Dieses Problem wurde von Vladimir Nabokov im Jahr 1940 in Paris komponiert, kurz bevor er Frankreich in Richtung USA verließ (vgl. Nabokovs Memoiren »Speak, Memory«, Ende des 14. Kapitels). Die Lösung wird hier natürlich nicht verraten.

Wer im Übrigen zu faul ist, den fast 500-seitigen Roman zu lesen, darf sich auf seine Verfilmung durch die Coen-Brothers freuen. Man kann sich für dieses Buch wohl keine besseren Drehbuch-Autoren und Regisseure wünschen.

Und da wir gerade beim Kino sind: Ab dem 7. Januar 2010 soll die Verfilmung der Schachschmonzette »Die Schachspielerin« (Joueuse) in die deutschen Kinos kommen. Das Buch von Bertina Henrichs hatte es 2006 auf die Bestsellerlisten geschafft und erzählt von der wundersamen Selbstfindung eines in die Jahre gekommenen griechischen Zimmermädchens, das durch das Erlernen des Schachspiels zu einer gänzlich neuen Weltsicht findet. Wollen wir hoffen, dass sich Regisseurin Caroline Bottaro einen ordentlichen Berater in Sachen Schach besorgt hat, denn die Buchvorlage zeugte ausschließlich von der schachlichen Ahnungslosigkeit ihrer Autorin.

Michael Chabon: Die Vereinigung jiddischer Polizisten. Aus dem Englischen von Andrea Fischer. dtv 13793. München: Deutscher Taschenbuch Verlag, 2009. 496 Seiten. 9,90 €.

(geschrieben für den Schachkalender 2010)

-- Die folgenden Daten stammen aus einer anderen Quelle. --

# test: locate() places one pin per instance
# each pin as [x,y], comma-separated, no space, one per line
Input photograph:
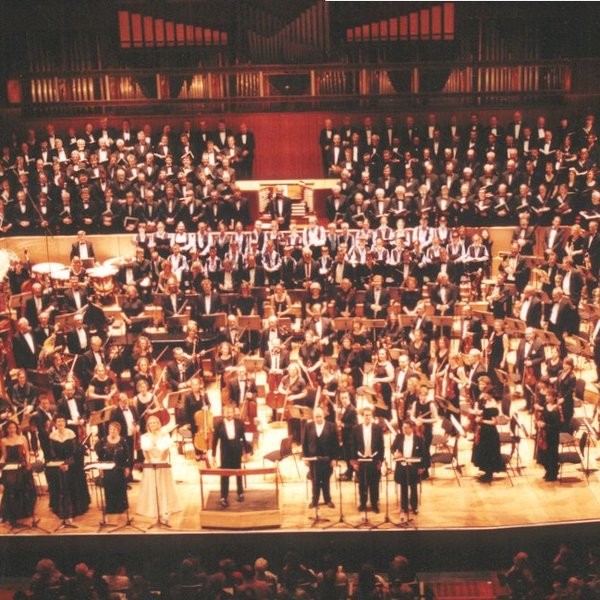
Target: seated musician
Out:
[345,299]
[132,306]
[409,445]
[179,370]
[72,407]
[293,387]
[424,414]
[321,328]
[471,330]
[195,400]
[226,362]
[174,302]
[240,387]
[310,355]
[23,395]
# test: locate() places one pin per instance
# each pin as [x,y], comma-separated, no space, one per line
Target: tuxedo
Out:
[231,450]
[368,472]
[236,395]
[76,249]
[407,474]
[534,352]
[321,444]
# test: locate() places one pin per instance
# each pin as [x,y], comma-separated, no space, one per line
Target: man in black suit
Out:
[36,305]
[241,388]
[126,416]
[280,208]
[72,408]
[347,420]
[229,434]
[245,141]
[405,447]
[208,303]
[75,297]
[78,339]
[530,355]
[82,247]
[367,443]
[377,300]
[471,327]
[320,450]
[563,318]
[531,308]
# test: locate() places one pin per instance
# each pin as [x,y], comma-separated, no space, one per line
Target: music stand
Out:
[16,528]
[343,323]
[387,522]
[250,322]
[408,461]
[303,414]
[253,363]
[341,519]
[155,466]
[100,493]
[56,464]
[313,460]
[365,461]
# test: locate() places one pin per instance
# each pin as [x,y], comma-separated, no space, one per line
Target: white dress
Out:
[157,446]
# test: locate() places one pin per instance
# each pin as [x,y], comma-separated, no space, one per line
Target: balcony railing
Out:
[306,87]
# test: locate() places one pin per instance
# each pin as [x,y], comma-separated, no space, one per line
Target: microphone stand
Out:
[313,471]
[406,480]
[365,462]
[155,466]
[341,520]
[386,519]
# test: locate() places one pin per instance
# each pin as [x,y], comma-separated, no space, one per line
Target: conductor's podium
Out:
[259,510]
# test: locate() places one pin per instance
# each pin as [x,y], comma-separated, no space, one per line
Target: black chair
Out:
[285,451]
[443,454]
[573,456]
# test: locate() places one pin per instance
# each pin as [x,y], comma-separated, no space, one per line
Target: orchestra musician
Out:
[19,496]
[126,417]
[424,414]
[320,444]
[67,485]
[529,359]
[229,437]
[549,424]
[408,445]
[293,388]
[486,447]
[347,419]
[367,444]
[113,448]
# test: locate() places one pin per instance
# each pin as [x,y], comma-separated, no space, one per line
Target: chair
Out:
[285,451]
[444,455]
[573,457]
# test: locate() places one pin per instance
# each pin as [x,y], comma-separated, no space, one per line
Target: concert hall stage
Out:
[476,525]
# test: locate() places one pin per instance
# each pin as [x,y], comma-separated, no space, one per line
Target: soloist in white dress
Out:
[156,448]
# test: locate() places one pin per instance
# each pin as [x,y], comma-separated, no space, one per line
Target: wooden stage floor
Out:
[444,504]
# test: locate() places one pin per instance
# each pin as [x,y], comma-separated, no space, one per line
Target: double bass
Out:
[203,419]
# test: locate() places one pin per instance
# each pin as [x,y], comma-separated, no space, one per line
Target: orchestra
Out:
[380,342]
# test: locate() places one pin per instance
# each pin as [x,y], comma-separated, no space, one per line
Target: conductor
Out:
[409,451]
[320,444]
[229,432]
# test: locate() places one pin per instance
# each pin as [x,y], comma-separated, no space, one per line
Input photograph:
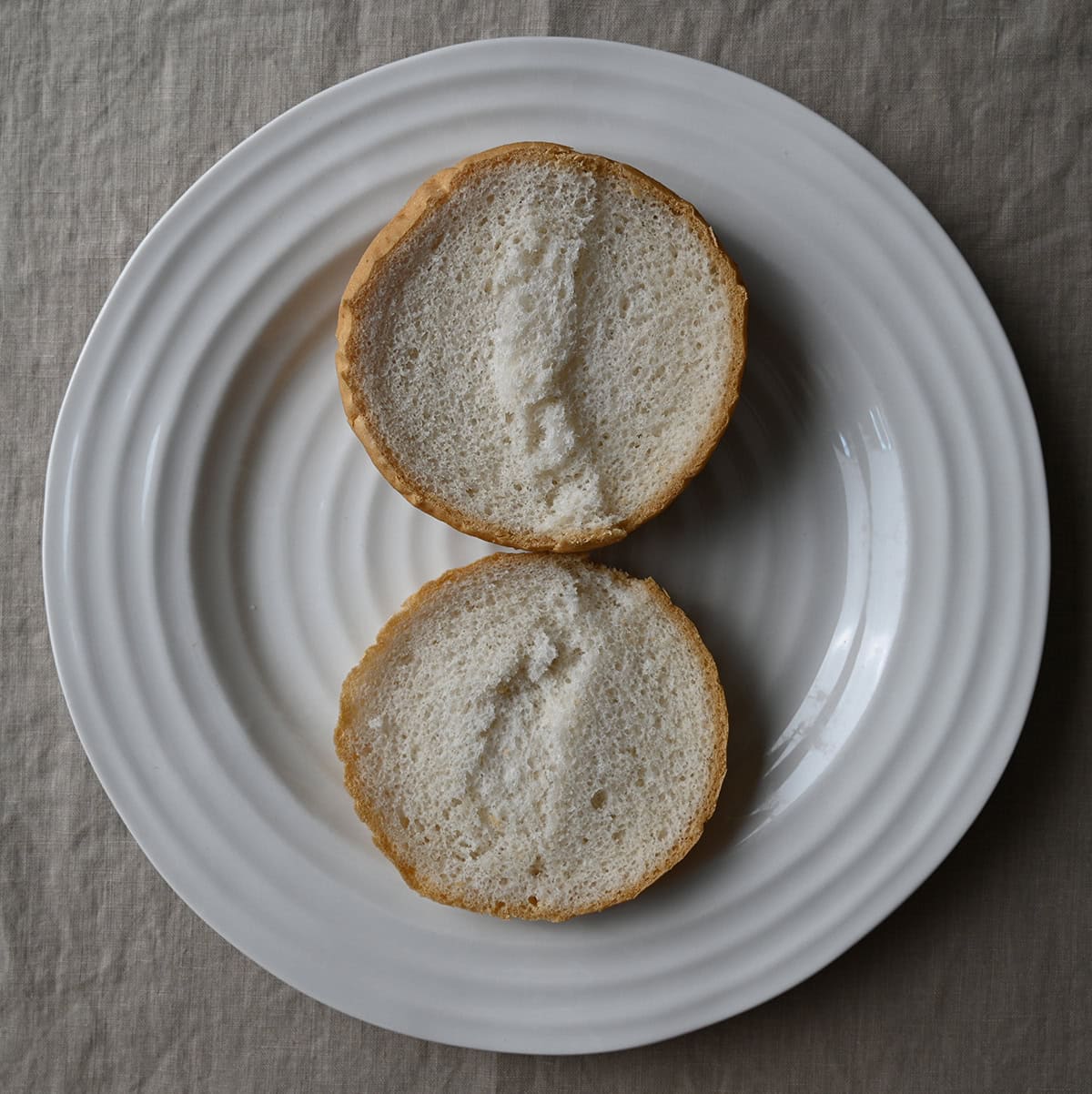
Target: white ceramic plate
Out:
[865,555]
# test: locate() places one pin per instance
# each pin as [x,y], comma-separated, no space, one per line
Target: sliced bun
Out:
[542,347]
[535,736]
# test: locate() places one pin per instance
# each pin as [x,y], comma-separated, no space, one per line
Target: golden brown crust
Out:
[429,197]
[346,745]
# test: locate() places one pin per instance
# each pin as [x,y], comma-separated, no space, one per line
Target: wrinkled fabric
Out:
[107,981]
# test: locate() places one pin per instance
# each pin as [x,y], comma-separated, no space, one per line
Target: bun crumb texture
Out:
[534,735]
[542,347]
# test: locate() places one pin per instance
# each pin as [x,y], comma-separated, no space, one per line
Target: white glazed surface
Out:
[865,556]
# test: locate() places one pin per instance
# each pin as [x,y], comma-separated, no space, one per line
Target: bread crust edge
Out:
[346,746]
[426,199]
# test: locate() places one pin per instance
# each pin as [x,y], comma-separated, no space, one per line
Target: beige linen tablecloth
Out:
[108,111]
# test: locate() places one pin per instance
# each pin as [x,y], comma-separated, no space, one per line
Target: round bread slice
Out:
[534,735]
[542,347]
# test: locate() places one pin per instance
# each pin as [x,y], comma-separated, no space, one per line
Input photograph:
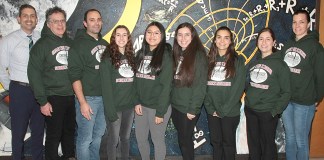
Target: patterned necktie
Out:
[31,42]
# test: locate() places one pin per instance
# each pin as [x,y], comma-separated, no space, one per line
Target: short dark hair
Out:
[300,11]
[90,10]
[53,10]
[24,6]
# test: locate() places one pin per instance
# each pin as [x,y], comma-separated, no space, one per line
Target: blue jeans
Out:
[89,133]
[297,121]
[119,133]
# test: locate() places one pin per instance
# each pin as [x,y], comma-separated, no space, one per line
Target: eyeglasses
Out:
[153,33]
[62,21]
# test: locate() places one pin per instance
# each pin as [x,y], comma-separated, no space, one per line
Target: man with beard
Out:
[84,74]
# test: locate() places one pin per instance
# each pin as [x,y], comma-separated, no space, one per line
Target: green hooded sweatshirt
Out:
[268,88]
[118,90]
[84,59]
[190,99]
[305,58]
[224,94]
[47,66]
[152,90]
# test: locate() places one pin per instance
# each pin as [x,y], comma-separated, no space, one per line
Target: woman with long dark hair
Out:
[305,57]
[267,95]
[189,88]
[226,80]
[153,87]
[117,71]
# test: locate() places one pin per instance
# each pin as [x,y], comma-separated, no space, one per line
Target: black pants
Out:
[25,111]
[185,128]
[223,136]
[261,131]
[60,127]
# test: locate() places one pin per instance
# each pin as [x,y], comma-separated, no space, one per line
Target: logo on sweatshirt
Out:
[259,74]
[125,70]
[218,75]
[293,57]
[61,54]
[176,76]
[144,69]
[97,51]
[144,66]
[219,72]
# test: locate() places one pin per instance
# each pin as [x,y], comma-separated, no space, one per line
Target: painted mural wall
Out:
[244,17]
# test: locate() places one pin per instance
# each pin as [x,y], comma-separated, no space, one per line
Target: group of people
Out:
[80,87]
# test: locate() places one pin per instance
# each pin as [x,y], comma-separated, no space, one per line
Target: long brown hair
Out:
[187,71]
[113,52]
[230,54]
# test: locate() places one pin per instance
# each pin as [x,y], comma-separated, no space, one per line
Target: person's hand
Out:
[191,116]
[158,120]
[47,109]
[86,111]
[138,110]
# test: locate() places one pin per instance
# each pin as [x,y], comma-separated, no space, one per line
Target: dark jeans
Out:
[25,111]
[185,129]
[261,131]
[223,136]
[60,127]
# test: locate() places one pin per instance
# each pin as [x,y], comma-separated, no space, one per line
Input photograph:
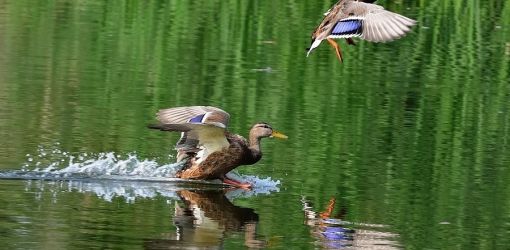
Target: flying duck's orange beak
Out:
[278,135]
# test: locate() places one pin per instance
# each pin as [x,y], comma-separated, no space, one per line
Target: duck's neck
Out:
[255,147]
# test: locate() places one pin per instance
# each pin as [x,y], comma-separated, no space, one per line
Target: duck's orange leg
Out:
[235,183]
[337,49]
[329,209]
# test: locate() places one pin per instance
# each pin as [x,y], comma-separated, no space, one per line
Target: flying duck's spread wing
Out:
[370,22]
[203,127]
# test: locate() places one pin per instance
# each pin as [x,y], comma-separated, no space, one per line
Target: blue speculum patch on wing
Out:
[350,27]
[197,119]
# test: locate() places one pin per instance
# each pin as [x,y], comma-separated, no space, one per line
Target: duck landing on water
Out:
[359,18]
[207,149]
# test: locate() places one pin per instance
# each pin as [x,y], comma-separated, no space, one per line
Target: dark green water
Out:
[411,138]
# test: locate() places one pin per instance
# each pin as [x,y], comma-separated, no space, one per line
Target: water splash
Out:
[110,175]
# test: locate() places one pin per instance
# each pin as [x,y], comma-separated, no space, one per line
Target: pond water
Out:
[404,145]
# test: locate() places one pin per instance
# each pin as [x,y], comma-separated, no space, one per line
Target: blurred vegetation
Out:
[412,133]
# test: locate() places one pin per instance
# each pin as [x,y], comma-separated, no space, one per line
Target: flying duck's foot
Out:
[338,50]
[232,182]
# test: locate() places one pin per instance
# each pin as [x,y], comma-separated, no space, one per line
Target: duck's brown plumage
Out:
[359,18]
[207,149]
[221,162]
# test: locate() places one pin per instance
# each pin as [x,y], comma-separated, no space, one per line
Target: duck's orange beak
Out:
[278,135]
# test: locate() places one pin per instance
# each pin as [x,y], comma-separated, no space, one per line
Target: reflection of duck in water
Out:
[205,219]
[334,233]
[207,149]
[359,18]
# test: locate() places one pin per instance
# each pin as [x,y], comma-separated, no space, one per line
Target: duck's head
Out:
[262,129]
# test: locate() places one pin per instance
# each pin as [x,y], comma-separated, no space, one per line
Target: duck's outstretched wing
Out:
[370,22]
[200,126]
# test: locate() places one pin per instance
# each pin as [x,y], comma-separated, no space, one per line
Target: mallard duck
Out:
[359,18]
[208,151]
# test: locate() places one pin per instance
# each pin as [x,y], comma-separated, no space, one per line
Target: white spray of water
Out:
[110,175]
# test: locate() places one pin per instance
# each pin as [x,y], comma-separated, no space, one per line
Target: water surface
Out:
[406,142]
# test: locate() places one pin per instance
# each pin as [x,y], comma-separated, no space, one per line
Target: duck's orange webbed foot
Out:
[338,50]
[329,209]
[232,182]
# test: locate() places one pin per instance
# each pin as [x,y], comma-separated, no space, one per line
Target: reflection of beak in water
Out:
[334,232]
[205,219]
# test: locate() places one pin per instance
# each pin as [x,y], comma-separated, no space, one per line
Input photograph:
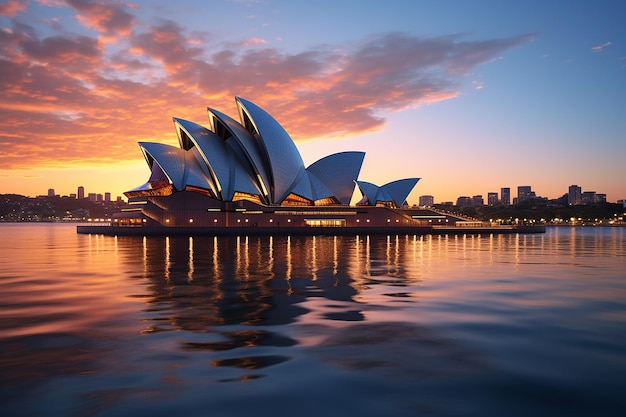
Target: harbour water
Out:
[468,325]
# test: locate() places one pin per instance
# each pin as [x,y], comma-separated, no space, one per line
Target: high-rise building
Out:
[588,197]
[464,201]
[426,201]
[505,194]
[574,195]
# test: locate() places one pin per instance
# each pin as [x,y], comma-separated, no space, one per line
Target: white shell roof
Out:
[246,146]
[285,163]
[337,172]
[258,157]
[395,191]
[171,159]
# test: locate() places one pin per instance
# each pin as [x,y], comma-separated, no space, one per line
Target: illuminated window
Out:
[325,222]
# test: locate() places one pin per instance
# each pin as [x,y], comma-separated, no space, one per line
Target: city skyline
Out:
[465,96]
[501,196]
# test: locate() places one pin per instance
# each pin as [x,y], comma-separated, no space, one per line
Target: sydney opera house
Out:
[248,176]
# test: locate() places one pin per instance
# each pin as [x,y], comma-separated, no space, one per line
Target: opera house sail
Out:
[248,176]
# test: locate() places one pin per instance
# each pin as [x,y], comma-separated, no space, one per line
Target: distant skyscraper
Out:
[427,201]
[464,201]
[505,194]
[478,201]
[588,197]
[574,195]
[524,192]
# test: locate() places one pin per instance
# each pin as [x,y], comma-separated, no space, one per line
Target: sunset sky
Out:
[470,96]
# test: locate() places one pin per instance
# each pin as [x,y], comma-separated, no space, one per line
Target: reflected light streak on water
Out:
[325,325]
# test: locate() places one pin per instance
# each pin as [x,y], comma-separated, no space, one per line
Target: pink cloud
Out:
[254,41]
[66,99]
[12,7]
[108,17]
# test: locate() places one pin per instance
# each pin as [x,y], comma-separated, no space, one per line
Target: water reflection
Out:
[99,323]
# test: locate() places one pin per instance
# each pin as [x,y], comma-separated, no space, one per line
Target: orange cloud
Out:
[12,7]
[105,16]
[68,99]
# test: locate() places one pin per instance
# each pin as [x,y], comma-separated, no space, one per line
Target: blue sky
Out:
[470,96]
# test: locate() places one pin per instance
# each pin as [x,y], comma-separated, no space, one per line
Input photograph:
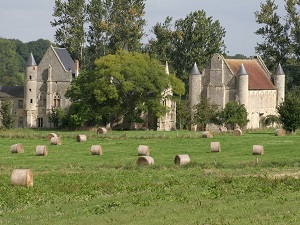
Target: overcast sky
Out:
[29,20]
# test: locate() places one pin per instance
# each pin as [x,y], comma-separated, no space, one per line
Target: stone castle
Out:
[247,81]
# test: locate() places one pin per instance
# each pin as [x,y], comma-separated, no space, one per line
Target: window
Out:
[40,122]
[56,100]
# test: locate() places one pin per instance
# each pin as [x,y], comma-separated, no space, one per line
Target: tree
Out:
[289,111]
[6,113]
[275,47]
[71,17]
[193,39]
[204,113]
[125,85]
[233,114]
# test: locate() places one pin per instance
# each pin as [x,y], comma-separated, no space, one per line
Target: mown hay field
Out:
[73,186]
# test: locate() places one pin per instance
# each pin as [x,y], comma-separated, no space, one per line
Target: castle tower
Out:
[30,96]
[194,86]
[279,82]
[243,80]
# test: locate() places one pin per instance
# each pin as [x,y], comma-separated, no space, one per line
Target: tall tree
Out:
[71,17]
[275,46]
[122,85]
[193,39]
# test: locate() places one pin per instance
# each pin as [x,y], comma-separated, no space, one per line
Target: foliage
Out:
[70,34]
[204,113]
[270,120]
[7,114]
[123,85]
[233,114]
[193,39]
[56,116]
[289,111]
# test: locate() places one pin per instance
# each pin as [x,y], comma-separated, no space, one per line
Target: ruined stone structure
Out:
[247,81]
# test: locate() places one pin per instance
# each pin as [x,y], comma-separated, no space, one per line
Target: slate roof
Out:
[258,77]
[12,91]
[65,59]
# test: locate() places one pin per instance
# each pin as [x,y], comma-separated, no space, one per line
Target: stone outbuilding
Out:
[247,81]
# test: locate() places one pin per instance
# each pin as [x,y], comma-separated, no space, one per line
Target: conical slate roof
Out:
[242,70]
[279,70]
[195,70]
[31,61]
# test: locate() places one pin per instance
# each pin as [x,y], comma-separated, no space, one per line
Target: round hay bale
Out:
[101,130]
[237,132]
[17,148]
[280,132]
[145,161]
[182,159]
[81,138]
[51,135]
[143,150]
[207,134]
[41,150]
[258,150]
[22,177]
[55,141]
[96,150]
[215,147]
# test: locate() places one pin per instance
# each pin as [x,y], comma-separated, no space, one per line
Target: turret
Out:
[194,86]
[30,84]
[243,80]
[279,82]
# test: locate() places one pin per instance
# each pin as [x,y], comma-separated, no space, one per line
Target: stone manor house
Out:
[245,80]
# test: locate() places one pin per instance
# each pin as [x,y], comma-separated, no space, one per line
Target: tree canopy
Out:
[124,85]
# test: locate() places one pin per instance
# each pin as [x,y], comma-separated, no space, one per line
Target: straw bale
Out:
[182,159]
[96,150]
[143,150]
[101,130]
[207,134]
[17,148]
[280,132]
[55,141]
[51,135]
[81,138]
[215,147]
[237,132]
[41,150]
[258,150]
[145,160]
[22,177]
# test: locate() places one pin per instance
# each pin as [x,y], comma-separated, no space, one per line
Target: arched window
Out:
[56,100]
[42,99]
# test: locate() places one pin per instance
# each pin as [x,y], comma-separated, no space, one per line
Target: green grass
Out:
[71,186]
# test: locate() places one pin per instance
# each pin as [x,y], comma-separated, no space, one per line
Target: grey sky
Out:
[30,20]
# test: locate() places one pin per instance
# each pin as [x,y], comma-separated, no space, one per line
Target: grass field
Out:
[71,186]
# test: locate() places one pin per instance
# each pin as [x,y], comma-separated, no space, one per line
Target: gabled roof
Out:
[65,59]
[12,91]
[258,76]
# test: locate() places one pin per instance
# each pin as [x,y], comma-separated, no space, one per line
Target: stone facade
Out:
[247,81]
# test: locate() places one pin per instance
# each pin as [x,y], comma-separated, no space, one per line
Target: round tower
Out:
[279,82]
[194,86]
[243,80]
[30,84]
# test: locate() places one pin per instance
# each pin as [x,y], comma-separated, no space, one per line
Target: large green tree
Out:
[124,85]
[189,40]
[70,18]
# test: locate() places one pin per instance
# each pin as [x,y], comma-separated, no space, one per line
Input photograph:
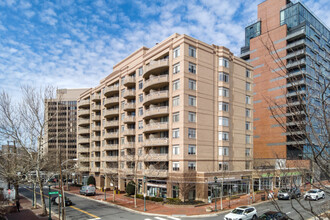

Michael Chabon: Wonder Boys

978-3-462-04027-2Ein weiterer Pittsburgh-Roman von Michael Chabon, diesmal aus der Perspektive eines Creative-Writing-Professors erzählt, der an einem Wochenende die Zuspitzung und Lösung seiner Lebenskrise durchlebt. Hintergrund bildet ein Literaturfestival des Colleges, an dem der Ich-Erzähler Grady Tripp arbeitet. Er hat vor einigen Jahren eine Reihe erfolgreicher Romane geschrieben, sitzt aber nun schon seit sieben Jahren an seinem nächsten Buch mit dem Titel Wonder Boys. Er ist ihm etwas aus den Fugen geraten, denn obwohl sein Ende noch in weiter Ferne zu liegen scheint, hat Tripp bereits mehr als 2.600 Seiten geschrieben.

Für das Wochenende des Literaturfestivals hat sich nun Tripps Lektor angesagt, der auf Tripps Roman zur Rettung seiner Karriere hofft. Am selben Tag, an dem Tripp seinem Lektor also wahrscheinlich gestehen muss, dass es vom Ende seines Romans weiter entfernt zu sein scheint als je zuvor, verlässt ihn außerdem noch seine Frau und seine Geliebte, die Rektorin seines Colleges, teilt ihm mit, dass sie schwanger von ihm ist. Und als sei dies nicht genug, muss er sich der Annäherungsversuche einer seiner Studentinnen erwehren und sich um einen seiner begabtesten Studenten kümmern, der suizidgefährdet zu sein scheint oder wenigstens so tut, als sei er es, und auch sonst ein Talent dafür hat, sich in Schwierigkeiten zu bringen.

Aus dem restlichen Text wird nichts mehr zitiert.